Clause 2. The vertical-cavity surface-emitting laser (310) of clause 1, wherein the bond technology is one of flip-chip bonding and hybrid bonding and wherein the VCSEL is a bottom-emitting VCSEL.

Clause 3. The vertical-cavity surface-emitting laser 310) of clause 1 or clause 2, wherein the probe pad (364) and the active bondpad (362) are substantially circular in shape, viewed from above.

Clause 4. The vertical-cavity surface-emitting laser (310) of any of the clauses 1 to 3, wherein the probe pad (364) is unplated and the active bondpad (362) is plated with one of gold, copper, or another metal.

Clause 5. The vertical-cavity surface-emitting laser (310) of any of the clauses 1 to 4, wherein the minimum parasitic capacitance is a parasitic capacitance of the VCSEL top contact plus a parasitic capacitance of a metal surface area of one thousand (1,000) square microns.

Clause 6. The vertical-cavity surface-emitting laser (310) of any of the clauses 1 to 5, further comprising an active bump (370).

Clause 7. The vertical-cavity surface-emitting laser (VCSEL 310) of any of the clauses 1 to 6, further comprising a probe bump (375).

Considerations

We describe various implementations of a vertical-cavity surface-emitting laser.

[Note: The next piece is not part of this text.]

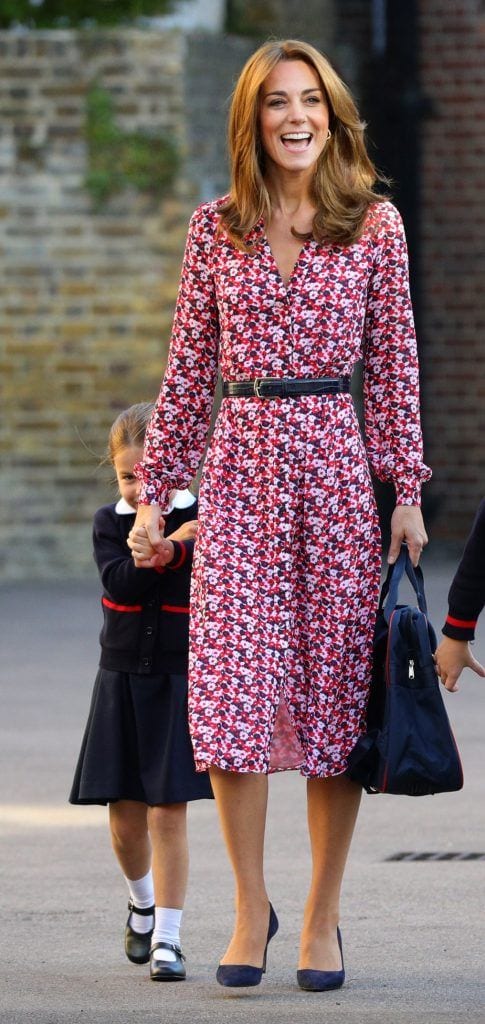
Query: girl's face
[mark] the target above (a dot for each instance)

The technology disclosed can be practiced as an apparatus, method, or article of manufacture. One or more features of an implementation can be combined with the base implementation. Implementations that are not mutually exclusive are taught to be combinable. One or more features of an implementation can be combined with other implementations. This disclosure periodically reminds the user of these options. Omission from some implementations of recitations that repeat these options should not be taken as limiting the combinations taught in the preceding sections—these recitations are hereby incorporated forward by reference into each of the implementations described herein.

Although the description has been described with respect to specific implementations thereof, these specific implementations are merely illustrative, and not restrictive. The description may reference specific structural implementations and methods and does not intend to limit the technology to the specifically disclosed implementations and methods. The technology may be practiced using other features, elements, methods and implementations. Implementations are described to illustrate the present technology, not to limit its scope, which is defined by the claims. Those of ordinary skill in the art recognize a variety of equivalent variations on the description above.

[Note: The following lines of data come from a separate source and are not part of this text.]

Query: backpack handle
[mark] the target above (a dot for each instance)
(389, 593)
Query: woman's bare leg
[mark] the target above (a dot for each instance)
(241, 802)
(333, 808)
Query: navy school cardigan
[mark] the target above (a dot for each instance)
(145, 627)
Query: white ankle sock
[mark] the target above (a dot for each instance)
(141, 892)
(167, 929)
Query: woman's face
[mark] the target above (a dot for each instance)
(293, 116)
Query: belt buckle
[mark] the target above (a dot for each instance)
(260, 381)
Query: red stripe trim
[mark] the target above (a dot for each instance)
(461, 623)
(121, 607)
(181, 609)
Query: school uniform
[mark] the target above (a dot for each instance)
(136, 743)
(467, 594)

All features disclosed in the specification, including the claims, abstract, and drawings, and all the steps in any method or process disclosed, may be combined in any combination, except combinations where at least some of such features and/or steps are mutually exclusive. Each feature disclosed in the specification, including the claims, abstract, and drawings, can be replaced by alternative features serving the same, equivalent, or similar purpose, unless expressly stated otherwise.

Different semiconductor materials can be employed, such as gallium arsenide (GaAs), aluminum gallium arsenide (AlGaAs), silicon, germanium, SiGe, InP, GaN, SiC, diamond, graphene, etc.

It will also be appreciated that one or more of the elements depicted in the drawings/figures can also be implemented in a more separated or integrated manner, or even removed or rendered as inoperable in certain cases, as is useful in accordance with a particular application.

Thus, while specific implementations have been described herein, latitudes of modification, various changes, and substitutions are intended in the foregoing disclosures, and it will be appreciated that in some instances some features of specific implementations will be employed without a corresponding use of other features without departing from the scope and spirit as set forth. Therefore, many modifications may be made to adapt a particular situation or material to the essential scope and spirit.